GCC Vector Extensions

From GCC's docs, I think the vector extensions are easily usable since version 4.7, it gives out the actual identical result to what I thought should be.

typedef double vec4d __attribute__ ((vector_size(32)));

vec4d v1 = {1, 2, 3, 4};
vec4d v2 = {7, 8, 9, 10};

vec4d v3 = v1 * v2; // {7, 16, 27, 40}
vec4d v4 = 7 * v1; // {7, 14, 21, 28}
vec4d v5 = v1 + (vec4d){0,1}; // {1, 3, 3, 4}

double a = v1[0] + v2[3]; // 1 + 10

Yes, it just works! And the vector type can also be used as function parameters and return values, just like the normal double value.

The vector_size attribute can also be used directly without typedef.

#define vector(type,size) type __attribute__ ((vector_size(sizeof(type)*(size))))

vector(float, 3) v1 = {1, 2, 3};
vector(float, 3) v2 = v1 - (vector(float, 3)){1}; // {0, 2, 3}

Besides these obvious vector algebra, GCC also provides a shuffling feature through __builtin_shuffle, we can use it to do some fast vector permutations, for example, to transpose a matrix.

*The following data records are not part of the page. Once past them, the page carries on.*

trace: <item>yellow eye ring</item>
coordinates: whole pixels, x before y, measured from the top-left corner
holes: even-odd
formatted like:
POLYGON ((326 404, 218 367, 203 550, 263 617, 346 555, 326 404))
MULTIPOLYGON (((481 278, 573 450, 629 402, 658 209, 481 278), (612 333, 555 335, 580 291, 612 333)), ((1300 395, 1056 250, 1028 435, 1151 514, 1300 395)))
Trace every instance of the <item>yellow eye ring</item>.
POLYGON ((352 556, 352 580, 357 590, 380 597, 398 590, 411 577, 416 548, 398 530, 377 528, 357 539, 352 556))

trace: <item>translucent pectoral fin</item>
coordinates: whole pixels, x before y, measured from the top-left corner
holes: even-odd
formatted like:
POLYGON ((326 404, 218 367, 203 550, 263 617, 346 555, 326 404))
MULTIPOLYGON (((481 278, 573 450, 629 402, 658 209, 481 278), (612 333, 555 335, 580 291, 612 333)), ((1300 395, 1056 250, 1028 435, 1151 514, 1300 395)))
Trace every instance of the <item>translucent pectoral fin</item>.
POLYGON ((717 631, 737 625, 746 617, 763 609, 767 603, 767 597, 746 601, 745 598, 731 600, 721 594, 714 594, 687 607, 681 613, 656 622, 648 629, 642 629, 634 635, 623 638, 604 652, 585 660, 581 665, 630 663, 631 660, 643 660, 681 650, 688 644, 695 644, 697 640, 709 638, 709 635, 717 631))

typedef double mat4d __attribute__ ((vector_size(128)));

mat4d mat4d_transpose(mat4d m)
{
  vector(long, 16) mask = {0, 4, 8, 12, 1, 5, 9, 13, 2, 6, 10, 14, 3, 7, 11, 15};
  return __builtin_shuffle(m, mask);
}

Just remember all parameters of __builtin_shuffle should have the same count and same length, and mask should be a integral type (e.g. short, int, long).

Clang Vectors and Extended Vectors

Only in recent days, I found Clang much better than GCC, it produces smaller and faster binary by default, the log is colorful and readable, even the online documents are not in GCC's old days.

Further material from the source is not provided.